München – Um zehn Uhr kommt heute (22. April) in Berlin das FDP-Präsidium zusammen, anschließend folgt eine Pressekonferenz. Angekündigt ist auch die stets streitbare Verteidigungspolitikerin Marie-Agnes Strack-Zimmermann, Spitzenkandidatin für die Europawahl, aber nicht deshalb dürfte der Termin kontrovers werden. Um Taurus-Lieferungen soll es diesmal nicht gehen.

Dafür befinden sich andere heikle Themen in der Beschlussvorlage, über die das Präsidium berät. Insgesamt sind es zwölf Punkte, vor allem einer dürfte die Ampel-Koalition in den nächsten Konflikt treiben. Denn die Liberalen dringen auf weitere Verschärfungen beim Bürgergeld.

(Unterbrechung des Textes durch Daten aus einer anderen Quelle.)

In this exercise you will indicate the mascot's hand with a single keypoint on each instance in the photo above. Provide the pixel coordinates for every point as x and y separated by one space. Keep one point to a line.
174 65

Stufenmodell geht FDP nicht weit genug

Konkret wollen sie jenen Beziehern, die einen Job verweigern, die Leistungen kürzen. 30 Prozent weniger soll es in diesem Fall geben. Diese Zahl orientiert sich zwar an den aktuellen Regeln, bedeutet aber trotzdem eine einschneidende Maßnahme. Bisher gilt für Verweigerer ein Stufenmodell. Bei der ersten Pflichtverletzung können maximal zehn Prozent für einen Monat gestrichen werden, danach sind es 20, ehe in einem dritten Schritt schließlich 30 Prozent weniger angewiesen werden.

Bundestag Ampel Koalition
Die Fassade der Ampel-Koalition zeigt Risse. © Michael Kappeler/dpa

Der FDP geht das nicht mehr weit genug. „Wer seinen Mitwirkungspflichten im Bürgergeld nicht nachkommt und beispielsweise zumutbare Arbeit ohne gewichtigen Grund ablehnt, sollte mit einer sofortigen Leistungskürzung von 30 Prozent rechnen müssen“, heißt es in der Vorlage, die auf dem Bundesparteitag am kommenden Wochenende eingebracht werden soll. Der „verfassungsrechtliche Spielraum für verschärfte Sanktionen“ müsse ausgenutzt werden, „bis hin zu einer vollständigen Streichung von Leistungen“.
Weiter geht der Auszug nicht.